Re: [PATCH RFC] pm_qos_requirement might sleep

Previous thread: [patch 00/33] 2.6.25-stable review cycle by Greg KH on Monday, August 4, 2008 - 1:13 pm. (34 messages)

Next thread: [PATCH] tracehook: kerneldoc fix by Roland McGrath on Monday, August 4, 2008 - 1:56 pm. (2 messages)
From: John Kacur
Date: Monday, August 4, 2008 - 1:52 pm

Even after applying some fixes posted by Chirag and Peter Z, I'm still
getting some messages in my log like this
BUG: sleeping function called from invalid context swapper(0) at
kernel/rtmutex.c:743
in_atomic():1 [00000001], irqs_disabled():1
Pid: 0, comm: swapper Tainted: G        W 2.6.26.1-rt1.jk #2

Call Trace:
 [<ffffffff802305d3>] __might_sleep+0x12d/0x132
 [<ffffffff8046cdbe>] __rt_spin_lock+0x34/0x7d
 [<ffffffff8046ce15>] rt_spin_lock+0xe/0x10
 [<ffffffff802532e5>] pm_qos_requirement+0x1f/0x3c
 [<ffffffff803e1b7f>] menu_select+0x7b/0x9c
 [<ffffffff8020b1be>] ? default_idle+0x0/0x5a
 [<ffffffff8020b1be>] ? default_idle+0x0/0x5a
 [<ffffffff803e0b4b>] cpuidle_idle_call+0x68/0xd8
 [<ffffffff803e0ae3>] ? cpuidle_idle_call+0x0/0xd8
 [<ffffffff8020b1be>] ? default_idle+0x0/0x5a
 [<ffffffff8020b333>] cpu_idle+0xb2/0x12d
 [<ffffffff80466af0>] start_secondary+0x186/0x18b

---------------------------
| preempt count: 00000001 ]
| 1-level deep critical section nesting:
----------------------------------------
.. [<ffffffff8020b39c>] .... cpu_idle+0x11b/0x12d
.....[<ffffffff80466af0>] ..   ( <= start_secondary+0x186/0x18b)

The following simple patch makes the messages disappear - however,
there may be a better more fine grained solution, but the problem is
also that all the functions are designed to use the same lock.
From: Peter Zijlstra
Date: Tuesday, August 5, 2008 - 12:25 am

Hmm, I think you're right - its called from the idle routine so we can't
go about sleeping there.

The only trouble I have is with kernel/pm_qos_params.c:update_target()'s
use of this lock - that is decidedly not O(1).

Mark, would it be possible to split that lock in two, one lock
protecting pm_qos_array[], and one lock protecting the
requirements.list ?


--

From: mark gross
Date: Tuesday, August 5, 2008 - 1:49 pm

very likely, but I'm not sure how it will help.

the fine grain locking I had initially worked out on pm_qos was to have
a lock per pm_qos_object, that would be used for accessing the
requirement_list and the target_value.  But that isn't what you are
asking about is it?

Is what you want is a pm_qos_requirements_list_lock and a
pm_qos_target_value_lock, for each pm_qos_object instance?
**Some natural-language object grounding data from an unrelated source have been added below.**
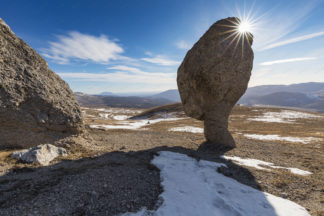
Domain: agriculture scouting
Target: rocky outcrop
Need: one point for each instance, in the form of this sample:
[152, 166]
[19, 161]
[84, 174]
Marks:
[214, 75]
[42, 154]
[36, 105]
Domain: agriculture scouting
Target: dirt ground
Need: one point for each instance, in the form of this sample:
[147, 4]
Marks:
[115, 175]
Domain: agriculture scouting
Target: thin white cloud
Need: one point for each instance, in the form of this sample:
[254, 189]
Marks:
[161, 60]
[125, 68]
[280, 61]
[78, 46]
[183, 45]
[294, 40]
[120, 77]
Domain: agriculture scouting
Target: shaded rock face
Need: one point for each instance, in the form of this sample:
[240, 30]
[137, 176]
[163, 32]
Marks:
[214, 75]
[36, 105]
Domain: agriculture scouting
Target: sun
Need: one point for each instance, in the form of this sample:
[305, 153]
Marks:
[244, 27]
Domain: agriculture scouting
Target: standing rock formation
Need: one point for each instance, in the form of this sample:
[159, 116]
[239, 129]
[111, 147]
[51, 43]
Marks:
[214, 75]
[36, 105]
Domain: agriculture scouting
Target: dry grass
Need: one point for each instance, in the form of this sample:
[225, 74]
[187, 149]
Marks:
[308, 191]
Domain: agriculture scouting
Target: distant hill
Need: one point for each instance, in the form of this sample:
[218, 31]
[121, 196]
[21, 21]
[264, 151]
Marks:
[172, 95]
[303, 95]
[106, 93]
[116, 101]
I guess it wold work but besides giving the code spinlock diarrhea would
it really help solve the issue you are seeing? 

--

From: Peter Zijlstra
Date: Tuesday, August 5, 2008 - 2:09 pm

The problem is that on -rt spinlocks turn into mutexes. And the above
BUG tells us that the idle loop might end up scheduling due to trying to
take this lock.

Now, the way I read the code, pm_qos_lock protects multiple things:

 - pm_qos_array[target]->target_value

 - &pm_qos_array[pm_qos_class]->requirements.list

Now, the thing is, we could turn the lock back into a real spinlock
(raw_spinlock_t), but the loops in eg update_target() are not O(1) and
could thus cause serious preempt-off latencies.

My question was, and now having had a second look at the code I think it
is, would it be possible to guard the list using a sleeping lock,
protect the target_value using a (raw) spinlock.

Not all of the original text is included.